Não se trata de uma questão de esquerda ou de direita. Em contraponto à democracia liberal e suas variantes com enfoque em questões sociais, modalidades autoritárias de poder tendem à imprevisibilidade. Sem entrar no mérito da legitimidade das reivindicações territoriais da Venezuela ou de qualquer outra nação, o foco desta análise aqui é a noção de estabilidade regional. Nos últimos 50 anos houve na América do Sul episódios significativos que comprometeram o status quo na região por conta de autocracias que, tal como o regime de Maduro hoje, buscavam legitimidade popular por meio do patriotismo impulsionado por pretensões de expansão territorial.
O exemplo mais clássico é a Guerra das Malvinas, empreendida em 1982 pela ditadura de direita e bastante liberalizante da Argentina. Foi uma clara tentativa de adiar o inevitável fim do regime. A reivindicação de Buenos Aires sobre o arquipélago que os britânicos chamam de Falklands é sem dúvida legítima — trata-se de território ocupado e povoado no contexto da expansão imperialista de Londres no século 19, no contexto da Revolução Industrial.
Porém, da maneira como foi empreendida há 41 anos, a estratégia argentina serviu apenas aos propósitos de sufocar temporariamente as pressões por democracia em troca de uma catarse patriótica momentânea e altamente custosa em vidas, com 649 militares argentinos mortos.
Em 1995, segundo as melhores evidências históricas, o ditador peruano Alberto Fujimori deu ordens para movimentações militares em torno da disputa existente até então com o Equador pela soberania do Alto Cenepa, região de menos de 80 km² localizada em plena cordilheira. O resultado foi um conflito com poucas porém desnecessárias baixas para ambos os lados já que a fronteira foi logo depois negociada com a mediação de Argentina, Brasil, Chile e Estados Unidos.

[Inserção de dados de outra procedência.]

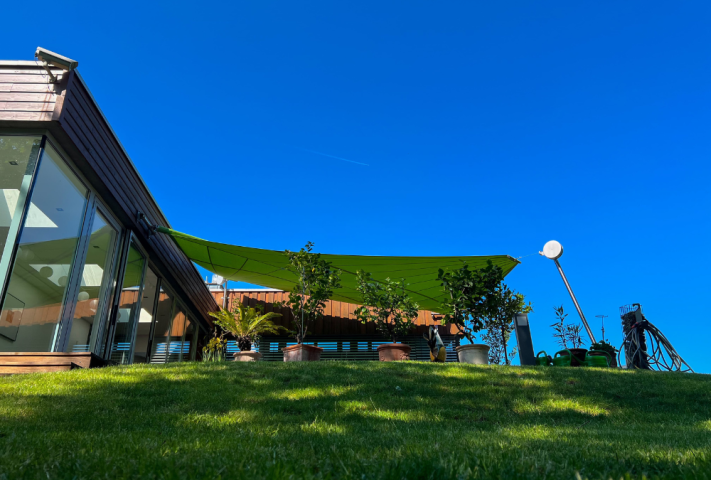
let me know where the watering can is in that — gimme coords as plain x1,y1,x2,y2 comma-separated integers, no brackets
585,350,611,368
536,351,552,366
552,349,572,367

Uma evidência de que guerras patrióticas não são uma estratégia apenas de autoritários no estágio avançado de corrupção das instituições, como aquele em que se encontra atualmente a Venezuela, lembremo-nos de que o primeiro populista de direita a chegar à Presidência do Brasil, Jânio Quadros, chegou a fazer planos efetivos para invadir a Guiana Francesa durante seu breve mandato de apenas sete meses entre janeiro e agosto de 1961. Considerada parte integral da França, a Guiana Francesa compreende território que antes da Independência do Brasil chegou a pertencer à coroa portuguesa durante as guerras napoleônicas. A chamada Operação Cabralzinho, porém, foi abortada com a renúncia de Quadros, a qual tinha sido parte de uma tentativa malfadada de autogolpe.
Ironicamente, tal como ocorre com as Malvinas, a questão da Guiana Essequiba também é um vestígio do colonialismo britânico. Com o território pretendido por Maduro ainda sob domínio do Reino Unido, em 1899 ficou acordado mediante arbitragem internacional que a Venezuela deveria se conformar aos limites atualmente estabelecidos a leste de seu território. Porém, em 1966, pouco antes da independência da Guiana, os britânicos estabeleceram um acordo com os venezuelanos indicando que a questão deveria ser discutida novamente entre ambos os lados. Do ponto de vista do Direito Internacional, é fato que a Corte Internacional de Justiça (CIJ) se pronunciou favorável ao status quo — ou seja, manter o território reivindicado pela Venezuela sob a soberania da Guiana.
Ao Brasil, cabe arvorar-se no Direito Internacional e fazer gestões de bastidor para ajudar a Guiana a manter seu território em integralidade, além de reforçar ainda mais a fronteira norte, até porque áreas do estado de Roraima seriam essenciais para que Maduro concretize uma eventual ação militar. No entanto, numa era onde a geopolítica voltou a triunfar sobre a cooperação internacional, a lição não poderia ser mais clara. Em bom espanhol, cría cuervos, y te sacarán los ojos.